Jemen

Jemen: Mindestens sechs Tote und 72 Verletzte nach Luftangriffen in Sanaa

Zwei von Ärzte ohne Grenzen/Médecins Sans Frontières (MSF) unterstützte Krankenhäuser in der jemenitischen Hauptstadt Sanaa haben nach einer Serie von Luftangriffen am Montagmorgen 72 Verletzte behandelt. Sechs Menschen waren auf dem Weg in die Kliniken gestorben. Die Luftangriffe der von Saudi-Arabien und den Vereinigten Arabischen Emiraten angeführten Militärkoalition zielten auf den Präsidentenpalast, trafen aber auch eine belebte Straße, in der sich ein Hotel, Apotheken, eine Bank und Geschäfte befinden.
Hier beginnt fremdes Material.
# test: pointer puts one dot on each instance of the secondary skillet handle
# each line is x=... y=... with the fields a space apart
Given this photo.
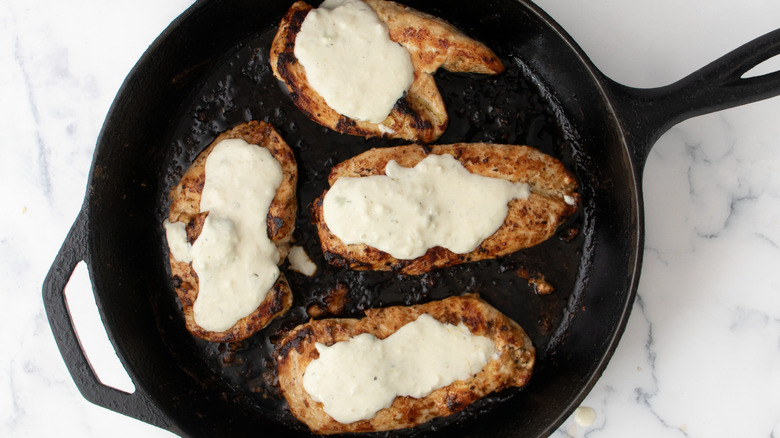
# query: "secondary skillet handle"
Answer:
x=647 y=113
x=74 y=250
„Zahlreiche Zivilisten und Zivilistinnen, darunter auch Kinder, wurden getötet und verletzt. Sie waren einfach zur falschen Zeit am falschen Ort“, sagt João Martins, Landeskoordinator von Ärzte ohne Grenzen im Jemen. „Niemand sollte in der Angst leben müssen, beim Einkaufen oder anderen alltäglichen Aktivitäten bombardiert zu werden. Doch schon wieder werden wir Zeugen, wie Zivilisten und Zivilistinnen zum Opfer von Luftangriffen werden und in Krankenhäusern ums Überleben kämpfen.“

Ein medizinisches Team von Ärzte ohne Grenzen, das zum Zeitpunkt des Angriffs eines der Spitäler besuchte, berichtete, dass die Angriffe schnell aufeinander gefolgt waren. Die Verletzten wurden sofort in nahe gelegene Gesundheitseinrichtungen transportiert, auch in die von Ärzte ohne Grenzen unterstützten Krankenhäuser Al-Gomhuri und Al-Thaura. Medizinische Berichte zeigen zum Teil lebensgefährliche Verletzungen durch Granatsplitter. Ein Kind wurde getötet und auch unter den Verletzten befinden sich drei Kinder.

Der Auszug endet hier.